Harper Lee, To Kill a Mockingbird
Night had fallen long ago when Meggie and Farid set out to follow Dustfinger. Go south, keep going south, Cloud-Dancer had told them, but how did you know you were going south when there was no sun to show you the way, no stars shining through the black leaves? The darkness seemed to have devoured everything: the trees, even the ground before their feet. Moths fluttered into their faces, attracted by the fire that Farid was nursing in his fingers like a little animal. The trees seemed to have eyes and hands, and the wind carried voices to their ears, soft voices whispering words to Meggie that she didn't understand. On any other night a point would probably have come when she just stopped or ran back to where Cloud-Dancer and Nettle might still be sitting by the fire; but tonight she knew only that she must find Dustfinger and her parents, for neither night nor the forest could hold any terrors for her greater than the fear that had taken root in her heart when she saw Mo's blood on the straw.

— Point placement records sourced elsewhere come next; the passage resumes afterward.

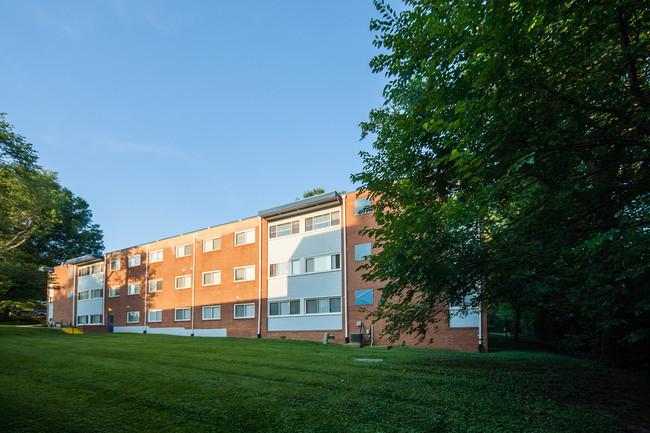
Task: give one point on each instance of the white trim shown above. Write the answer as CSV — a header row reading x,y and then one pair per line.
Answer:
x,y
184,247
184,309
154,281
183,276
132,312
149,316
217,271
247,279
248,240
234,311
211,307
151,253
212,241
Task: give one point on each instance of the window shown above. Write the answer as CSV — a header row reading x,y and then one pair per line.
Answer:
x,y
212,244
362,206
211,278
134,261
286,229
363,297
90,270
155,315
279,269
243,238
182,314
244,311
184,250
245,273
133,289
155,286
184,282
322,221
212,312
323,263
284,308
323,305
155,256
362,252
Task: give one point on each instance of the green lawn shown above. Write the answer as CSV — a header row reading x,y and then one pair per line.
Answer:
x,y
51,381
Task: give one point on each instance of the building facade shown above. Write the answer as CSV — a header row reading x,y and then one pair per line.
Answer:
x,y
289,272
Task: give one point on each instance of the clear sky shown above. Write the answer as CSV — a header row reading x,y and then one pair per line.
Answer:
x,y
171,116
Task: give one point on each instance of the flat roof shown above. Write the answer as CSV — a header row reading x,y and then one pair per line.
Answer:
x,y
88,258
304,204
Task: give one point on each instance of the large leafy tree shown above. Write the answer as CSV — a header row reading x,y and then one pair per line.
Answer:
x,y
512,154
41,223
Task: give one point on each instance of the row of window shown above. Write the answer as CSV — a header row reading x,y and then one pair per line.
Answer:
x,y
211,278
311,264
311,306
209,312
213,244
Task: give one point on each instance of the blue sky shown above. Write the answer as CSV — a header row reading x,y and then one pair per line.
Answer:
x,y
171,116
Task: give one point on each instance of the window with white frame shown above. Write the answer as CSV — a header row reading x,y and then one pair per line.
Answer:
x,y
244,311
184,250
362,252
285,229
211,312
245,237
155,256
134,261
323,263
362,206
322,221
245,273
184,282
323,306
211,278
284,308
182,314
133,289
212,244
279,269
90,270
155,285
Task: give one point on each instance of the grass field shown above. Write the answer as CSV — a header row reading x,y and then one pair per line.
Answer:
x,y
51,381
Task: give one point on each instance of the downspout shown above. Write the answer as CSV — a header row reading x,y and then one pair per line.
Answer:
x,y
193,280
259,282
345,268
146,289
74,297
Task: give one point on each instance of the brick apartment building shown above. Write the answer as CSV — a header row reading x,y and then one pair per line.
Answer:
x,y
289,272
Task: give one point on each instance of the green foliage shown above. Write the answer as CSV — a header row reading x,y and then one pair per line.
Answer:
x,y
249,385
530,121
41,222
313,192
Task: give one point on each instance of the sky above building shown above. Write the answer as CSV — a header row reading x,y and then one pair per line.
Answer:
x,y
171,116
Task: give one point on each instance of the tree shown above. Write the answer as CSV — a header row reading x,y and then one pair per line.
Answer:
x,y
41,223
512,154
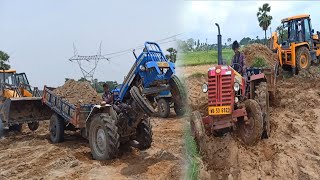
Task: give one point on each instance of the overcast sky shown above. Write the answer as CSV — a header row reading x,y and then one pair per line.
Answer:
x,y
38,35
238,19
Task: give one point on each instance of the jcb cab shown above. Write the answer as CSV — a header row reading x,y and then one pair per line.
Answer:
x,y
296,45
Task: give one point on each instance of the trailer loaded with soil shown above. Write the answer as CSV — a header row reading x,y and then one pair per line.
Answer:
x,y
77,107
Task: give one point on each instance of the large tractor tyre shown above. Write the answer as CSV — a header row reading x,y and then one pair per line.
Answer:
x,y
33,126
303,59
250,132
1,128
144,134
197,128
16,128
179,95
163,107
262,98
103,137
56,128
142,102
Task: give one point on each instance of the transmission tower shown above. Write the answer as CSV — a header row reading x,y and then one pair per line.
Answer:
x,y
92,61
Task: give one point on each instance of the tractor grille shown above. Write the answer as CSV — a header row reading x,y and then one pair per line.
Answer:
x,y
219,90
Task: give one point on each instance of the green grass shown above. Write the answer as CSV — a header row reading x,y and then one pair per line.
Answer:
x,y
203,57
192,154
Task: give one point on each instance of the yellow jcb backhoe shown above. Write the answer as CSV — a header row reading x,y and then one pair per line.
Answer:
x,y
20,103
296,44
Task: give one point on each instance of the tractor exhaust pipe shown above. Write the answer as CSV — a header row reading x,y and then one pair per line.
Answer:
x,y
219,46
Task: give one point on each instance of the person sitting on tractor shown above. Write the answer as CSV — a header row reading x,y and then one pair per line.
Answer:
x,y
107,96
238,60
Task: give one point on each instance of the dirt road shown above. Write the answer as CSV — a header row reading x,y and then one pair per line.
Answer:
x,y
32,156
292,152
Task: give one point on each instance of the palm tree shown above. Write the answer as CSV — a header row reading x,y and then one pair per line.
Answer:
x,y
264,19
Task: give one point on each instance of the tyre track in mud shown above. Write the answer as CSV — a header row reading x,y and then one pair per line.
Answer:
x,y
32,156
292,151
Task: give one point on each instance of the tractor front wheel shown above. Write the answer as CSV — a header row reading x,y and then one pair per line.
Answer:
x,y
56,129
103,137
197,128
141,101
179,95
16,128
303,59
144,134
33,126
250,131
163,107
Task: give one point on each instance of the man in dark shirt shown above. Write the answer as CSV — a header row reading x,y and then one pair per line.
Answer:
x,y
238,60
107,96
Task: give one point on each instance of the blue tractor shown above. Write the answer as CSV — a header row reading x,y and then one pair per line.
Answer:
x,y
152,84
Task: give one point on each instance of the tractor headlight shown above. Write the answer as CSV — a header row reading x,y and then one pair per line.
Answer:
x,y
236,86
204,88
142,67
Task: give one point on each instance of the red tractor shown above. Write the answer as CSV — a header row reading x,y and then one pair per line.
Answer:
x,y
235,103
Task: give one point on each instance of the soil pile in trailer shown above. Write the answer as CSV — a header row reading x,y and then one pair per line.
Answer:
x,y
76,92
255,52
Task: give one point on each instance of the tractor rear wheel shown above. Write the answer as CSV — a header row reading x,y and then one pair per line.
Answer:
x,y
262,98
303,59
142,102
56,129
163,107
144,134
197,128
103,137
179,95
33,126
250,132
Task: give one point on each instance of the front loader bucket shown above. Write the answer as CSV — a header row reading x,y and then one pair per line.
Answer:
x,y
24,110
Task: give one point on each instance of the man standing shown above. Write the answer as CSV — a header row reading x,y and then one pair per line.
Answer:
x,y
107,96
238,60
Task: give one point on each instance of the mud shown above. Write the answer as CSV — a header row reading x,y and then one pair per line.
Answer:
x,y
292,151
253,51
77,92
31,156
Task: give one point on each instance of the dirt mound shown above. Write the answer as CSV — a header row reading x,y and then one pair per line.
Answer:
x,y
254,51
292,151
78,92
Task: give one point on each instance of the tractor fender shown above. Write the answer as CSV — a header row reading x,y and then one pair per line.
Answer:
x,y
107,108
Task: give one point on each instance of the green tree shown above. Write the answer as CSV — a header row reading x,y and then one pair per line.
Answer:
x,y
4,59
264,18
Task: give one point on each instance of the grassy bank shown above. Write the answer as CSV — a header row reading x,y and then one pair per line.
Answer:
x,y
203,57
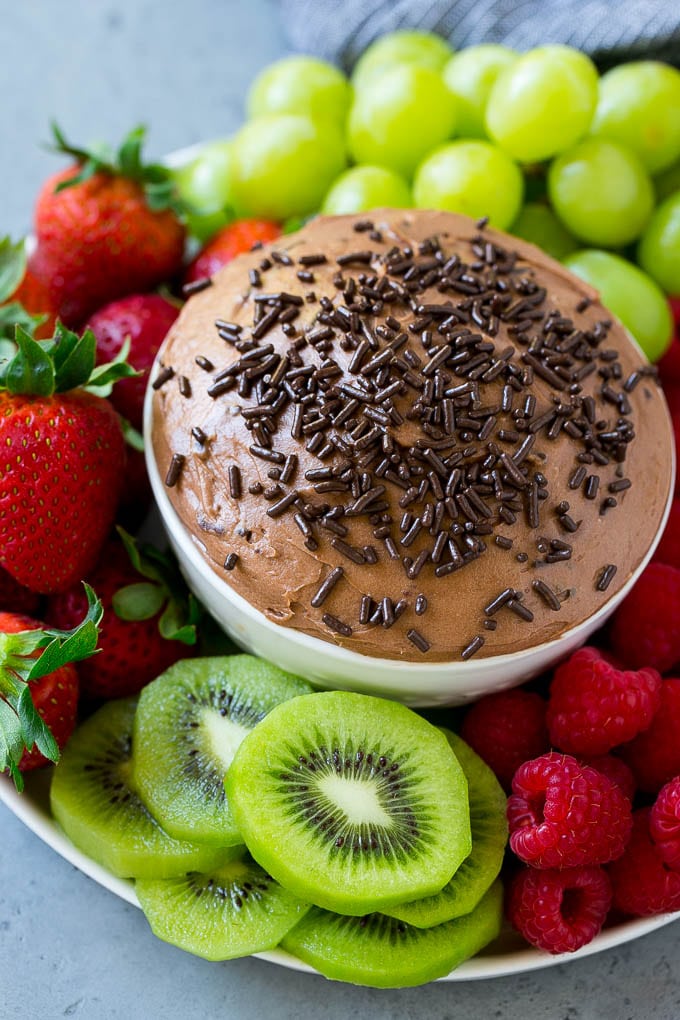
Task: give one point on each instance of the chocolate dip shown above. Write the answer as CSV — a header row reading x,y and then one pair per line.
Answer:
x,y
412,436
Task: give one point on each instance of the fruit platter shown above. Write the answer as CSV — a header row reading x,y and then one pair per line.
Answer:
x,y
340,559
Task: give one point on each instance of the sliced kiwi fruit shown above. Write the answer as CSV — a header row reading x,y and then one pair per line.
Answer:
x,y
232,911
94,800
351,802
489,835
385,953
189,723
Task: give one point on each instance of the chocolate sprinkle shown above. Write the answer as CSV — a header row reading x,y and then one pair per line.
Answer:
x,y
326,587
174,470
606,577
337,625
417,639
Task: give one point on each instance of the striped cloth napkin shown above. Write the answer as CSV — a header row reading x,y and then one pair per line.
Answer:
x,y
611,31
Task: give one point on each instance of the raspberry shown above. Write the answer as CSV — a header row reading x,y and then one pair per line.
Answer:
x,y
507,729
645,630
665,823
559,911
669,365
616,770
641,882
655,755
563,814
593,706
668,550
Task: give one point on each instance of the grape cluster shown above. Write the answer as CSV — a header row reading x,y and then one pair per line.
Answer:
x,y
585,166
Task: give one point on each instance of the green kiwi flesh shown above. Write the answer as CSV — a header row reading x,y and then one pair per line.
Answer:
x,y
489,835
384,953
352,802
94,800
189,723
233,911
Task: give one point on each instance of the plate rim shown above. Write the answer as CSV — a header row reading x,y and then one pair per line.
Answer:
x,y
27,807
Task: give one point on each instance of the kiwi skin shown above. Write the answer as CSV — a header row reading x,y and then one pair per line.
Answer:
x,y
94,800
383,953
489,836
280,789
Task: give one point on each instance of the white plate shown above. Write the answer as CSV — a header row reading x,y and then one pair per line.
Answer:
x,y
507,956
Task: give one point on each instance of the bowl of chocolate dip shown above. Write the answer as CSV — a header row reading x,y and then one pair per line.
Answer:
x,y
406,454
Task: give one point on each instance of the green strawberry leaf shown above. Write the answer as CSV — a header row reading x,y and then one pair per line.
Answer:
x,y
11,744
143,564
102,377
20,724
11,315
32,368
173,626
156,180
73,357
34,728
64,362
139,602
12,266
61,647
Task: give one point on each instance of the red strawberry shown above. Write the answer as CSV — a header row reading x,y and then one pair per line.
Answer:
x,y
105,228
33,733
54,696
64,456
237,239
145,318
14,598
133,651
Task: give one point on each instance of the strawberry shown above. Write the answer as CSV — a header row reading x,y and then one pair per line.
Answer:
x,y
63,457
39,686
237,239
105,227
149,621
145,318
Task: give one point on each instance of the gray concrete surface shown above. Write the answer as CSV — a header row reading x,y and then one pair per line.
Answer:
x,y
68,948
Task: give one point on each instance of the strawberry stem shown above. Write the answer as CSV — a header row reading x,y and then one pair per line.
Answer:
x,y
20,725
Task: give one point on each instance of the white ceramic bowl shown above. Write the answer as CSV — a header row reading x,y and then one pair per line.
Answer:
x,y
328,665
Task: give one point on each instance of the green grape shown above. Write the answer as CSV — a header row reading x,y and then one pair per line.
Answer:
x,y
630,294
542,103
537,223
421,48
667,183
659,250
600,192
205,184
283,165
301,85
639,106
400,117
473,177
470,74
363,188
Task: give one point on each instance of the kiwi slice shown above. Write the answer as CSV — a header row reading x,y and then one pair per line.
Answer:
x,y
232,911
94,800
489,835
189,723
385,953
354,803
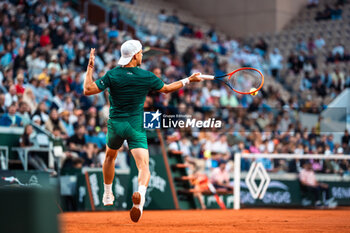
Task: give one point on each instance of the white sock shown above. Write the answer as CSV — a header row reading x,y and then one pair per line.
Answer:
x,y
142,190
108,188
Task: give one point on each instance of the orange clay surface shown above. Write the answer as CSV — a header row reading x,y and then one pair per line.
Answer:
x,y
245,220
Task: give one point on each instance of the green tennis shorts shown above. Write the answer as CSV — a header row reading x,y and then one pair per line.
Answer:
x,y
129,129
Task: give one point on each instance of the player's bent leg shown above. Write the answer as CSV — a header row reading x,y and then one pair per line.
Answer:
x,y
141,157
108,175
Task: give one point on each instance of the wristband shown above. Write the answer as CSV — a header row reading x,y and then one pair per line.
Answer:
x,y
185,81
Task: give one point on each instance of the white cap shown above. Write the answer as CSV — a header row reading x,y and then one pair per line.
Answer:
x,y
128,49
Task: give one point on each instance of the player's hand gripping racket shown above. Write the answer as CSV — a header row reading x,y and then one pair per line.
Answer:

At first, and with the fire to help him, Farid kept finding traces: a print left by one of Dustfinger's boots, a broken twig, amarten's trail… but the time came when he stood there at a loss, not sure which way to go. Tree grew beside tree in the pale moonlight whichever way you looked, so close together that you couldn't make out any path between their trunks, and Meggie saw eyes: eyes above her, behind her, beside her… hungry eyes, angry eyes, so many of them that she wished the moon wouldn't shine so brightly through the leaves.